Há pelo menos quatro anos, o Samu Natal é operacionalizado pela empresa Trade Rio. A empresa alegou defasagem do valor do contrato, pediu reajuste e acabou motivando a Secretaria de Saúde a partir para o processo licitatório, diz o titular da secretaria, Thiago Trindade.

Serviços
A empresa vencedora será responsável por serviços como manutenção e reposição, se necessária, das viaturas, e pelo fornecimento de diversos materiais, aparelhos, equipamentos e demais utensílios, para uso no atendimento pré- hospitalar e doméstico, para apoio e suporte ao serviço. Também ficará a cargo da vencedora garantir o abastecimento de combustível da frota e disponibilizar, por exemplo, recursos humanos, incluindo profissionais como telefonistas auxiliares de regulação médica, condutores veiculares de urgência, operadores de rádio, auxiliares de serviço gerais, auxiliares de tráfego, porteiros, estoquistas e farmacêutico, para o apoio ao desempenho das atividades.
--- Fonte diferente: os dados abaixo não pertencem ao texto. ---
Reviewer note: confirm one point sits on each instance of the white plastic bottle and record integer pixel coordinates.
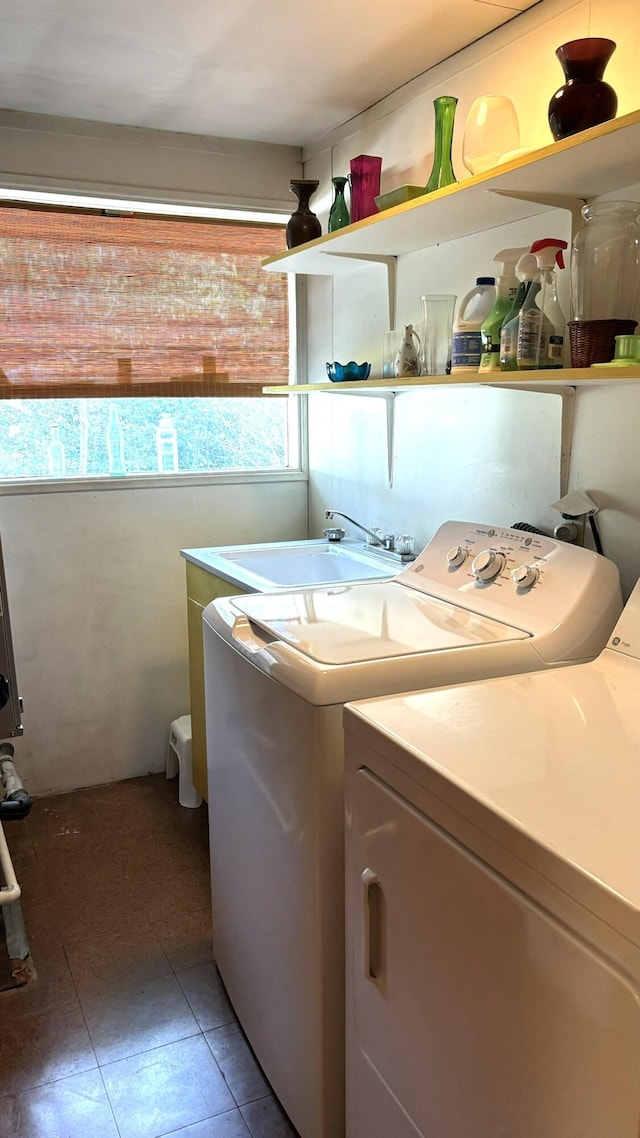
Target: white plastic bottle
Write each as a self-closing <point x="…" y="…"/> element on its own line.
<point x="541" y="321"/>
<point x="166" y="444"/>
<point x="474" y="308"/>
Serviço funciona há quase 8 anos
O Serviço de Atendimento Móvel de Urgência é um serviço de atendimento médico que funciona há quase oito anos em Natal e que enfrenta desafios diários com a escassez de leitos nos hospitais públicos e com outros fatores como trotes telefônicos, que, de acordo com o coordenador geral, Isaque Estácio de Souza, só atrapalham o serviço. “Aproximadamente 10% das ligações que recebemos são trotes e estamos tentando fazer valer na cidade a lei do trote, que prevê punições aos autores”, afirma.
Os serviços do Samu Natal atendem a todas as zonas da cidade e, para acioná-los, é preciso discar o número de telefone 192. O Samu funciona com a ajuda de nove viaturas para atendimento básico (tripuladas por um técnico de enfermagem e um socorrista) e com outras três ambulâncias UTIs, com um médico, um enfermeiro e um socorrista. O reforço no atendimento é garantido pelas chamadas motolâncias. Há seis, ao todo, na capital, tripuladas por técnicos de enfermagem capacitados para prestar socorro clínico e traumático em vias públicas.
Em média, 6 mil atendimentos são realizados por mês, com crescimento de aproximadamente 30% no volume, por ano. “A demanda cresceu tanto que precisamos ampliar o número de médicos na sala de regulação (esses médicos são responsáveis por fazer o primeiro atendimento especializado, via telefone, por dar as primeiras orientações e encaminhar, se necessário, as ambulâncias)”, diz Souza. Hoje, a equipe é formada por quatro médicos de plantão, dos quais dois ficam na sala de regulação e dois ficam nas viatura. Há a necessidade, atualmente, de incluir pelo menos mais um profissional à equipe, de acordo com o coordenador. Ele diz que essa demanda está em vias de ser atendida pela Secretaria de Saúde.